Jackie Clegg Dodd making big bucks … since marrying Senator Dodd
Making work pay … Washington DC style. My guess is this isn’t what Hope n Change was talking about. The Courant does the digging.
Every day we see more and more why people will spend so much money for a job that pays so little. Today’s Hartford Courant reports that Dodd’s wife, Jackie Clegg has seen her income soar since marrying the Chairman of the Senate Banking Committee. No … nothing illegal here on its surface, and in fact that is the problem. As the Courant points out, appointing the spouses or relatives of high powered Congress people to corporate boards or high paying government jobs is a “time honored tradition.”
Since the low-profile family wedding on a rise above the Connecticut River in 1999, Jackie M. Clegg Dodd’s income has quadrupled to the mid-six-figure range. All of the increase is due to her appointment as a highly compensated member of multiple corporate boards of directors.
Clegg Dodd, a former legislative aide and senior federal Export-Import Bank officer, was compensated at a rate of about $500,000 a year in 2007 and 2008 from seats on five corporate boards, according to the most recent filings by the companies to the federal Securities and Exchange Commission.
What struck as I read through the article was not so much her appointments to the boards … which come after her marriage to Dodd, but her qualifications. She lists her consulting firm as one of her qualifications but there apparently is no record of any clients in recent years.
But Clegg Dodd’s consulting firm has neither clients nor a current business phone listing. “There are no clients now and there have been no clients for three and a half years,” she said, responding to written questions.

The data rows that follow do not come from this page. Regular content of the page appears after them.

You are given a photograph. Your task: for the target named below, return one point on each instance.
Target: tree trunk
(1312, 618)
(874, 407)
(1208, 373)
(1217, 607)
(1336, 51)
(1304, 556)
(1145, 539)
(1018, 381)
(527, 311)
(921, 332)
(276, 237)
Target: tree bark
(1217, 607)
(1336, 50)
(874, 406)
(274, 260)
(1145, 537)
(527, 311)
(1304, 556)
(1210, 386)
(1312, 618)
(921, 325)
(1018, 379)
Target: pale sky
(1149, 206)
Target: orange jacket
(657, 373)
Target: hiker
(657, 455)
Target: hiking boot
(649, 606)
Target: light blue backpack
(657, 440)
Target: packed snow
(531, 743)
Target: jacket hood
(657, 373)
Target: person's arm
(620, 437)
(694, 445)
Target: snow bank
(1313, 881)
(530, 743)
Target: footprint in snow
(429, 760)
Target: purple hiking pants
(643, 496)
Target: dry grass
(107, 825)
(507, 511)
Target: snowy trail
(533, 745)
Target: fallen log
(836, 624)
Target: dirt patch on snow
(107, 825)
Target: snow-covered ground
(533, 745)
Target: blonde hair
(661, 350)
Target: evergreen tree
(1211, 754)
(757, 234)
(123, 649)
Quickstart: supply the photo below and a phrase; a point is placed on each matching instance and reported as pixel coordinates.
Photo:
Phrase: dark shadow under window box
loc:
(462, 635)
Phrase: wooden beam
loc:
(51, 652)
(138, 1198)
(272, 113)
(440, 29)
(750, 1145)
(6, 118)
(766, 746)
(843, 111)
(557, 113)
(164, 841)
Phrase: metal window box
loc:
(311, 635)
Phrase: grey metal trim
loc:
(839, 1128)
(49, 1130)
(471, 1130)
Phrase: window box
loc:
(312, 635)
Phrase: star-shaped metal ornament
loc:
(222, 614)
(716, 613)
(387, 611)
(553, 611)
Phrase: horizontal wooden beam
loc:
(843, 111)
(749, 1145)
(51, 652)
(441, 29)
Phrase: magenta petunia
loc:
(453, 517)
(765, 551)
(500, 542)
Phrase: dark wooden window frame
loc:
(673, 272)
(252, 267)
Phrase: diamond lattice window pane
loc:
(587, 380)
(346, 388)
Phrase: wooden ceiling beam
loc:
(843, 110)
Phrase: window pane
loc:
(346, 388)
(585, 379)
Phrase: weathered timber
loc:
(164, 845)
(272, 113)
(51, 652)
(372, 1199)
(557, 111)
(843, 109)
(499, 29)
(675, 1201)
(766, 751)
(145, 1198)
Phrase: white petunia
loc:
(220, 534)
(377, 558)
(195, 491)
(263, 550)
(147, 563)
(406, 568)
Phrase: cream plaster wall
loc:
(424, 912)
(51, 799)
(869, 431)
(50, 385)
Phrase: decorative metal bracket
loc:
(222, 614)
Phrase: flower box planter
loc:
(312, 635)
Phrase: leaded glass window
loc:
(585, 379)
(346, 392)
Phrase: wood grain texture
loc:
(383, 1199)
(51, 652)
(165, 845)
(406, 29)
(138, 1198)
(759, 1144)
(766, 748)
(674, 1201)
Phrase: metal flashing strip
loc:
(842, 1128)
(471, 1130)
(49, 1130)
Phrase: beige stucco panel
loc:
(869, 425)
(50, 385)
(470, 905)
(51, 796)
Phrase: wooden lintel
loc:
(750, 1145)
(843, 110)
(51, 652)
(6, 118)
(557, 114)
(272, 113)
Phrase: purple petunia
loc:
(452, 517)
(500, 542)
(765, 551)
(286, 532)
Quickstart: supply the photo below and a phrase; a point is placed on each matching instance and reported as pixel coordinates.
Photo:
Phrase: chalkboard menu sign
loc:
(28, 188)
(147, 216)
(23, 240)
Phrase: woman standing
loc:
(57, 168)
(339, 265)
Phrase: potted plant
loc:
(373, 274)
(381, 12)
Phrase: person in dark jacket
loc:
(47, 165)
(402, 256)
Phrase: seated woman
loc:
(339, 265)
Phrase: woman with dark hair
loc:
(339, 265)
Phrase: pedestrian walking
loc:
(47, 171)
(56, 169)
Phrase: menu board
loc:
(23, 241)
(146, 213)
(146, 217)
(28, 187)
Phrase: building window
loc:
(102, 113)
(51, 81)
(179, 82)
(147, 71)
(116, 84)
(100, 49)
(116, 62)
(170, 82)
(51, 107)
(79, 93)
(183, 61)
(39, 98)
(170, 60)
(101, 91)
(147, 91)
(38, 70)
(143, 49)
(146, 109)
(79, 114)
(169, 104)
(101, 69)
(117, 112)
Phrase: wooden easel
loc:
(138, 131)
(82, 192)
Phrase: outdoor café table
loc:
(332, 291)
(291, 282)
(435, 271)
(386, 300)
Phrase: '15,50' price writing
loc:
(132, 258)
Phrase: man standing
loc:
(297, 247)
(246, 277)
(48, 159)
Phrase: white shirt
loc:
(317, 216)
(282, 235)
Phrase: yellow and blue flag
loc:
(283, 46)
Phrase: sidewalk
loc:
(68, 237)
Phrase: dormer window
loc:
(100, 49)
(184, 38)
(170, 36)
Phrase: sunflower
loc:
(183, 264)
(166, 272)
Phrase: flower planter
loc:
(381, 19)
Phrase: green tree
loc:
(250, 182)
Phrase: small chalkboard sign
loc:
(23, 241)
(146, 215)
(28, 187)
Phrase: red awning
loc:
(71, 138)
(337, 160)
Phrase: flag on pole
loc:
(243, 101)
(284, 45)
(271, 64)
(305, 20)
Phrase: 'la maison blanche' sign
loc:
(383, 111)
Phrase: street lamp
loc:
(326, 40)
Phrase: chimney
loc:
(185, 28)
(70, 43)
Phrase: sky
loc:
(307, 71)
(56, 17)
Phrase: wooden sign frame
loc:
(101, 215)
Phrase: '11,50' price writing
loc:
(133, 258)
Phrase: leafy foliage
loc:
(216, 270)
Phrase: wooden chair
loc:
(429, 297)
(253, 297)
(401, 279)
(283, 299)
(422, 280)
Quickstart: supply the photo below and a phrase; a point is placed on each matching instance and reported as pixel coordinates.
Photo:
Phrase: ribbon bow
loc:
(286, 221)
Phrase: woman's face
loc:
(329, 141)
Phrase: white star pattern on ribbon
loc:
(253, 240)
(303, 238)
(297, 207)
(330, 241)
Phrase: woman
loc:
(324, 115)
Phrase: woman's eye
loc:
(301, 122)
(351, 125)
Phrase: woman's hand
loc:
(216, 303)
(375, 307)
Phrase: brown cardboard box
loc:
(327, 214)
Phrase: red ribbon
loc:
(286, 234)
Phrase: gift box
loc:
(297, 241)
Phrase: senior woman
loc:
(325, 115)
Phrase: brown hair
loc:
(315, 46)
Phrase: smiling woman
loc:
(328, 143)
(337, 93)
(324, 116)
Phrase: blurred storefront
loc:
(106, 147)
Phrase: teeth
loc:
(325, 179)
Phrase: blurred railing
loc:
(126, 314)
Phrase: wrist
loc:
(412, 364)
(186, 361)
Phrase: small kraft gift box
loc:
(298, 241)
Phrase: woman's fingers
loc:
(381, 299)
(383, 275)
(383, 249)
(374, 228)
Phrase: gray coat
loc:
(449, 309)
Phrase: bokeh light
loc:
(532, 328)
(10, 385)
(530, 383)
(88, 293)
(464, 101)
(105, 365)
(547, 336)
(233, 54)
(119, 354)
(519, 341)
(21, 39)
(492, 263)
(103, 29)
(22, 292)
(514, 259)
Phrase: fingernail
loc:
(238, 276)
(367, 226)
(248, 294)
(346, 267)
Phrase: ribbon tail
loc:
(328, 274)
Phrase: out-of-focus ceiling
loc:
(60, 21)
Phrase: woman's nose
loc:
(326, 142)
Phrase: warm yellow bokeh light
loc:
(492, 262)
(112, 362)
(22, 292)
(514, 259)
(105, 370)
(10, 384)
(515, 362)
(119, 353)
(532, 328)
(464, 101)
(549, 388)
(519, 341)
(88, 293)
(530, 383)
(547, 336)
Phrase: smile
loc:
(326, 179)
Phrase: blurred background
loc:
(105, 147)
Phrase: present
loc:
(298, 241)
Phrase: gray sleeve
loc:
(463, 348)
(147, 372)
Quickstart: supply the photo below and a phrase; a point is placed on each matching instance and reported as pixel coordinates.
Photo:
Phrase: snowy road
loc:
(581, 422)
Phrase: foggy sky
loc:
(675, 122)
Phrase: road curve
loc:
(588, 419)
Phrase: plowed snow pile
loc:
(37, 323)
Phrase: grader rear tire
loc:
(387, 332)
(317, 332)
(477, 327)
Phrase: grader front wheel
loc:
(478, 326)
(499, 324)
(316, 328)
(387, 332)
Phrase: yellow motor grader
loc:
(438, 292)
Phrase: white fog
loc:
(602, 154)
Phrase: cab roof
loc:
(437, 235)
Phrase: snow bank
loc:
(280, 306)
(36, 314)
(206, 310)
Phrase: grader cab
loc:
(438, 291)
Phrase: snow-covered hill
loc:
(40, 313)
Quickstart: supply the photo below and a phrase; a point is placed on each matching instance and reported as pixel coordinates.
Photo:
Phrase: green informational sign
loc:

Her only other qualifications appear to be her time as a legislative staffer on the banking committee and vice president for congressional affairs for the Export-Import Bank. These are fine indeed, but I would question whether they qualify a person to be the board member who overseas audits.
Charles Elson, who directs the corporate governance program at the
“You are held to a very high standard,” Elson said. “Basically, if you are on an audit committee you better have been an accountant.”
Still the one quote in the article that stood out for me and merely served to affirm what I have believed for so long is this one:
“In Washington, offering employment to the spouses and family members of politicians is a time-honored, if not so honorable, tradition,” said Sheila Krumholz of the nonprofit watchdog group Citizens for Responsibility and Ethics in Washington.
It’s not illegal but perhaps as long as we are talking about tougher regulations on out of control greedy corporations these days, maybe now is the time for some tougher regulations on out of control “greedy” Congress people. Seems to me these folks, Dodd and the rest, aren’t much different than the Wall Street executives they love to demonize. Washington insiders who game the system to their advantage. The difference of course is these folks have an affinity for spending our money and our children’s money while lining their pockets and presumably their children’s pockets as well. Come to think of it … maybe there isn’t a difference.
It just may be time for term limits. Now that’s a regulation you can count on.
It wasn't all that long ago that we heard about Michelle Obama's winfall of some $63K from the University of Chicago Hospitals for … well … nothing … right? When is it that we are going to hold these people accountable for their riches on us? It's one thing when the private sector offers a product for their riches, but what is our government offering us other than more debt? How is all of this so different from the Madoff situation? Oh, yeah thats right, Madoff deceived his investors. And what would we call the deceptions of our Congress and Senate? Oh, sorry … I forgot …. this falls under the Geithner excuse … it was an honest mistake. Give me a break!
Funny, I was just thinking about term limits earlier today, thinking how corrupting it is to allow these Senators and Congress people to serve perennially. But, what should these term limits be? Two terms for a senator is 12 years….that's really too long, for many reasons. One, from the senator's point of view, is it's a long time not having a regular job (hah!). It might be hard to find normal work afterwards – although most seem to morph into "consulting" or lobbying jobs without difficulty. The other reason is that 12 years is more than enough time to get sucked into a corroded system. I propose they change the terms to four or five years, and they can serve two terms. After another four or five years out of office they can run again, provided they had stayed out of Washington.
The term limits of Congressmen and women are not so much an issue because it's a two year term. Maybe 5 terms maximum, just to be fair and balanced!
If Dodd is so damnably clever at taking advantage of the system, maybe he should channel a bit of that cleverness into doing his job correctly, i.e. not screwing up the banking system.
“It could probably be shown by facts and figures that there is no distinctly native American criminal class except Congress.” – Mark Twain
True then – true now.
it is so intriguing how a single layer in a waitress sandwhich can become a member of "several" boards of directors. Jackie must have a "special seasoning and be properly spread………"
Chris and Jackie Clegg Dodd should be as frank as George Washington Plunkitt of Tammany Hall who said: "I seen my opportunities and I took 'em."